It is now received wisdom that the youth population has been the most seriously affected by the global financial and economic crisis. There are several obvious reasons why young people have been hit so hard. School‐leavers are often the first to encounter difficulties when the labour market deteriorates, employers shed workers and they become much more selective in hiring new staff. As those making the transition from school to work compete with more experienced workers for (few-er) jobs, they often face virtually impossible barriers when trying to get a foothold in the labour market. And with the labour market having become more selective, the risk of unemployment for recent entrants is notably higher among those lacking relevant skills or experience, who also face particular difficulties in finding a new job.
While early unemployment is known to affect the youth to a substantial degree, it is also recognised that the short‐ and long‐term consequences of early unemployment differ markedly across young individuals. Indeed, emerging evidence indicates that spells of unemployment entail the risk of creating permanent scars, especially for disadvantaged youths who are particularly ill‐prepared for today’s labour market.
A new project at SFI sets out to address relevant issues in this context. The project is a joint project for the Nordic countries: Denmark, Finland, Norway and Sweden. First we want to define major groups of youth in relation to school-to‐work transitions and initial labour market experiences, making due allowance for differences in levels of formal education. Secondly we want to create reasonable proxies for the quantification of these major groups through careful inspection of the country‐specific datasets to be used in combination with an in‐depth review of the international literature, after having developed and implemented indicators.
An OECD synthesis report on jobs for youth identifies two groups of school‐leavers facing particular difficulties in moving into jobs with more stable and promising prospects: the ‘youth‐left‐behind’ and the ‘poorly‐integrated new entrants’. The youth‐left‐behind individuals seem to share the common feature of accumulating multiple disadvantages, one of which is typically the lack of a diploma. The size of this group is usually approximated by the number of young people who are neither in employment, nor in education or training – the so‐called NEET group. Most of these NEETs experience prolonged spells of unemployment or inactivity, and they are usually not actively seeking a job. They are without doubt the most disadvantaged group of young people. The poorly‐integrated new entrants, on the other hand, often experience persistent difficulties in moving into permanent employment, even in periods of economic growth. Despite the fact that they mostly have a diploma, they shift between employment (mainly temporary jobs), unemployment, inactivity and occasionally also education (i.e. they return to continue in education). In other words, for these young people, short-duration ‘first‐jobs’ do not, for some reason, act as a stepping stone into more stable employment.

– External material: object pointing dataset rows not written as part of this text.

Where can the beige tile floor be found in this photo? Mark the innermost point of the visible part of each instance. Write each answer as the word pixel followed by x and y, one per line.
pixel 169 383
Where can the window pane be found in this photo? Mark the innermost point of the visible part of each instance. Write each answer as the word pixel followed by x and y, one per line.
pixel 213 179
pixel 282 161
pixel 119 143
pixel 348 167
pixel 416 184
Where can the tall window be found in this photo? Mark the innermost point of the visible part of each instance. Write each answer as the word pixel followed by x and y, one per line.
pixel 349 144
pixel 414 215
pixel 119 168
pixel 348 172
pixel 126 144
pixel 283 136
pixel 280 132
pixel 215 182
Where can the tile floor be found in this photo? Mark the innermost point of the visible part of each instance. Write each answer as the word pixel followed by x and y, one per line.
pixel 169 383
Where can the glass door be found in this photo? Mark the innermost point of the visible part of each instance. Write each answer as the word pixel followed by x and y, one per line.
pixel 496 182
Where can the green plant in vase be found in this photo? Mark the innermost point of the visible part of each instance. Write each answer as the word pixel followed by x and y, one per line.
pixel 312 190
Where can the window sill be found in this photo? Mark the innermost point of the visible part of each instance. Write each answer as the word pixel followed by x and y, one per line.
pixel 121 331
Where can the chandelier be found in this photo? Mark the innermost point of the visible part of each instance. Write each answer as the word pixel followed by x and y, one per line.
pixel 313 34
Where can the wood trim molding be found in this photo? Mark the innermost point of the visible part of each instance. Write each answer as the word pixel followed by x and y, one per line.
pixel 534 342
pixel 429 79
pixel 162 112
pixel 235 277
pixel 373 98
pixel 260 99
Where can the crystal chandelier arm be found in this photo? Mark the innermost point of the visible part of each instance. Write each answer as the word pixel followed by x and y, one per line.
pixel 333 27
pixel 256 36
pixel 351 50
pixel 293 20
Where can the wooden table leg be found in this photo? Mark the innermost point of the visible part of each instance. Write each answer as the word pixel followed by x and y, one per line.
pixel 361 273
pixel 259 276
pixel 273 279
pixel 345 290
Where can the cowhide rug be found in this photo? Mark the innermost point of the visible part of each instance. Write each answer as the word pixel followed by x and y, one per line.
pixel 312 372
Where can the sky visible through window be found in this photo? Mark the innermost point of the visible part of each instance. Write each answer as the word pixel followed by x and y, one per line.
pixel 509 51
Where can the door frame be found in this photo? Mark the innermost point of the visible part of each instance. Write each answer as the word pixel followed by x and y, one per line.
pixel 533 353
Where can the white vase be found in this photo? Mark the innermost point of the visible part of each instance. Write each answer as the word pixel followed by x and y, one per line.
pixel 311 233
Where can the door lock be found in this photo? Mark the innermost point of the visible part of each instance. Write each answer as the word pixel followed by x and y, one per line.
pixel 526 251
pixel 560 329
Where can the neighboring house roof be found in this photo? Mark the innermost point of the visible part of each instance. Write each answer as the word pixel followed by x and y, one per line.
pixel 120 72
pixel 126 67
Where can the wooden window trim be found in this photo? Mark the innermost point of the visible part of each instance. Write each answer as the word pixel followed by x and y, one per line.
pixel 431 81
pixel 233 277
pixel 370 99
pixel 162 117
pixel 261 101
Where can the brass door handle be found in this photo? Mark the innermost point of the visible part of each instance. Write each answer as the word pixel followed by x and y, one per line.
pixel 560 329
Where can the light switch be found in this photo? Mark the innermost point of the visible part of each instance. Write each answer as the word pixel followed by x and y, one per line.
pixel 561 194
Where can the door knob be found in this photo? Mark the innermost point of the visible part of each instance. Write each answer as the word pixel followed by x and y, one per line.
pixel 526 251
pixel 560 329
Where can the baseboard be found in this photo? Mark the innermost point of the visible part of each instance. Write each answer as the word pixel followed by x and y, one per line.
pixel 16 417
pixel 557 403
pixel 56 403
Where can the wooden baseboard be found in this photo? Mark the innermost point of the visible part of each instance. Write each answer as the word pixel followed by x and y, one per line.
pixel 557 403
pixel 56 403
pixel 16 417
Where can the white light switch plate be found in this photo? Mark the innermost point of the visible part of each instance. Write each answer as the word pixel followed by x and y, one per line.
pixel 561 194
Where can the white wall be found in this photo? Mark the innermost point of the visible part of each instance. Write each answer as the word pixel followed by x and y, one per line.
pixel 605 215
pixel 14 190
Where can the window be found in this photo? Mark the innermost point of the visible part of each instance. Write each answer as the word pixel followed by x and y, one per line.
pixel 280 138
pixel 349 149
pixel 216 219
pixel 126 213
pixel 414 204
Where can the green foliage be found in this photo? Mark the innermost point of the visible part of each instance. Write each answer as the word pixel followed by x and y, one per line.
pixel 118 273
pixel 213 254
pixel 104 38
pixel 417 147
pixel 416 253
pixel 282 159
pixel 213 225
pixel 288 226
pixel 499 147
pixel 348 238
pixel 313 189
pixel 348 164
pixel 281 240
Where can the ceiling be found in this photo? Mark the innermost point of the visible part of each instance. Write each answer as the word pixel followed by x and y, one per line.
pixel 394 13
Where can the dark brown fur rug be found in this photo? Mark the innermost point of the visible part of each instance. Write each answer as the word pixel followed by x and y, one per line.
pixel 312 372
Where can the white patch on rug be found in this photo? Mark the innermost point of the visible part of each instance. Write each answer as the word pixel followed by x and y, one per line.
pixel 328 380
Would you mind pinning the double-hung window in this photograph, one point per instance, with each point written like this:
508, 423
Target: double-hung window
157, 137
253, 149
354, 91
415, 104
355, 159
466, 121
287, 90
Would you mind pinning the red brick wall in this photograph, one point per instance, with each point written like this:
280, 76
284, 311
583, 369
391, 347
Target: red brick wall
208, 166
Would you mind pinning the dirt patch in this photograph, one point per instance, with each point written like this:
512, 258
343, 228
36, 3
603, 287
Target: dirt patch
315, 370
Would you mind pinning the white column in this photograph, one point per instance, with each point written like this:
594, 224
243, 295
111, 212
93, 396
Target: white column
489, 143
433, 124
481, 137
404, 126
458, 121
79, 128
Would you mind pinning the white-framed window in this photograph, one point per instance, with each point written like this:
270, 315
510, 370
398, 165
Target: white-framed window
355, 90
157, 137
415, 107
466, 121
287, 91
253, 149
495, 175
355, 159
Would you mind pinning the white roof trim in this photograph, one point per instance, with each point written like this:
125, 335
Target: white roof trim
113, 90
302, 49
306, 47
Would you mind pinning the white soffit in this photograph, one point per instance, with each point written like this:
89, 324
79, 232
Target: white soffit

The project also aims at describing the evolution of the relative importance of these major groups of school‐leavers in the four Nordic countries under scrutiny and, equally important, comparing levels and trends across the four countries.
A third main question is to explore key labour-market-related factors behind the similarities and differences between Denmark, Finland, Norway and Sweden identified in task 2. And to examine in more depth one specific policy measure for tackling the youth unemployment problems, namely apprenticeship training and contracts.
An important difference between the Nordic countries is in the area of vocational training. While Sweden has had very little apprenticeship training, this will change shortly when apprenticeship programmes are introduced in upper secondary schools. Apprenticeship training has also only gained ground recently in Finland, where it is regulated through special agreements governing employment conditions and wages. In the other Nordic countries, in contrast, most vocational training includes elements of apprenticeship training, with apprenticeship contracts being regulated via collective agreements and apprentices receiving wages during their training. In the Nordic context, the Danish vocational training system, which is similar to the traditional apprenticeship system in Germany, has received particular attention.